Multi-omics data integration reveals metabolome as the top predictor of the cervicovaginal microenvironment
Fig 4
Metabolites (particularly xenobiotics, carbohydrates, amino acids and peptides) and the inflammatory cytokine MIF can accurately predict Lactobacillus dominance.
Integrated vaginal metabolome and immunoproteome profiles were used as predictive features for training cross-validated Random Forest classifiers to predict whether a subject’s vaginal microbiota is Lactobacillus dominant (LD ≥ 80% relative abundance consists of Lactobacillus ASVs) or non-LD (NLD < 80% relative abundance consists of lactobacilli). Combined measurements predict the Lactobacillus dominance at an overall accuracy rate of 86.1%. A 1.6-fold improvement over baseline accuracy was observed.

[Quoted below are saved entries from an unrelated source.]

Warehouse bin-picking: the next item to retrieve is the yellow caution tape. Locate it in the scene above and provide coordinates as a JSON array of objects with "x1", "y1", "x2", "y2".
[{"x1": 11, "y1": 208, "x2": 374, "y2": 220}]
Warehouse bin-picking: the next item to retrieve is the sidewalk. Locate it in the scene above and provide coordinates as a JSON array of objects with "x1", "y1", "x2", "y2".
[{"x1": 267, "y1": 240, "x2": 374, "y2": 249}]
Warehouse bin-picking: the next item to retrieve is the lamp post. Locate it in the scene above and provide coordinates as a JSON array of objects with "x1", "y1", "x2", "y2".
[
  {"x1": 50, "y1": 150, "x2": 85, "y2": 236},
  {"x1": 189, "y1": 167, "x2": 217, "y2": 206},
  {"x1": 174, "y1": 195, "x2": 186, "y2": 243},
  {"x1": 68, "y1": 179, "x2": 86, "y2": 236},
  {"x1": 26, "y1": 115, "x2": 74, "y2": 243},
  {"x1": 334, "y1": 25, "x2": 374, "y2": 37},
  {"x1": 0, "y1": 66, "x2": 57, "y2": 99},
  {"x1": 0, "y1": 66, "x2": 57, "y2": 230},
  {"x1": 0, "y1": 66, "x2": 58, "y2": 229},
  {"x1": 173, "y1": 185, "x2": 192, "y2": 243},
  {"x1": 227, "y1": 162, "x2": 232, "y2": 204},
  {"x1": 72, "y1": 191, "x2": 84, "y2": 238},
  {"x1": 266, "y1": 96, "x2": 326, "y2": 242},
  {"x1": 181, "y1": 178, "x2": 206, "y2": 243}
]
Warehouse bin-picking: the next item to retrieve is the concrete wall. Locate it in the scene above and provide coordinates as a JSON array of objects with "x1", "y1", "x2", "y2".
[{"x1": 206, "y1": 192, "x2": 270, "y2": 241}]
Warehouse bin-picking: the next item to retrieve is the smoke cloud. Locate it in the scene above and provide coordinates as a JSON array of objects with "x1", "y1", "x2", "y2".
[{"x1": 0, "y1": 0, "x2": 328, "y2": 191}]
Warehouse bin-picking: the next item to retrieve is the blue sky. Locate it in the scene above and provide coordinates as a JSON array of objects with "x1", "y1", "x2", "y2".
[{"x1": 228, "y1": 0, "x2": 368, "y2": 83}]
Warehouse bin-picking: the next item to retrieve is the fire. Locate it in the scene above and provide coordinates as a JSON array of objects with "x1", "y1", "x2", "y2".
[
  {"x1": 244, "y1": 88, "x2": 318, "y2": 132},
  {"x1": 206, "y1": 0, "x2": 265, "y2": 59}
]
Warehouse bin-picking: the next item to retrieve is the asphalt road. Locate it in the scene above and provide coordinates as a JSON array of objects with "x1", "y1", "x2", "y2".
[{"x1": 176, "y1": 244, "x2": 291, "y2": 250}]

Receiver operating characteristics (ROC) analysis showing true and false positive rates for each group, indicating excellent predictive accuracy for both LD (AUC = 0.93) and NLD groups (AUC = 0.93) (A). The confusion matrix illustrates the proportion of times each sample receives the correct classification when evaluating the classifier at a threshold of 0.5 (B). The graphs depict the 25 most strongly predictive features ranked by their mean Gini importance score across all 10 trained classifiers, a measure of their overall contribution to classifier accuracy (C).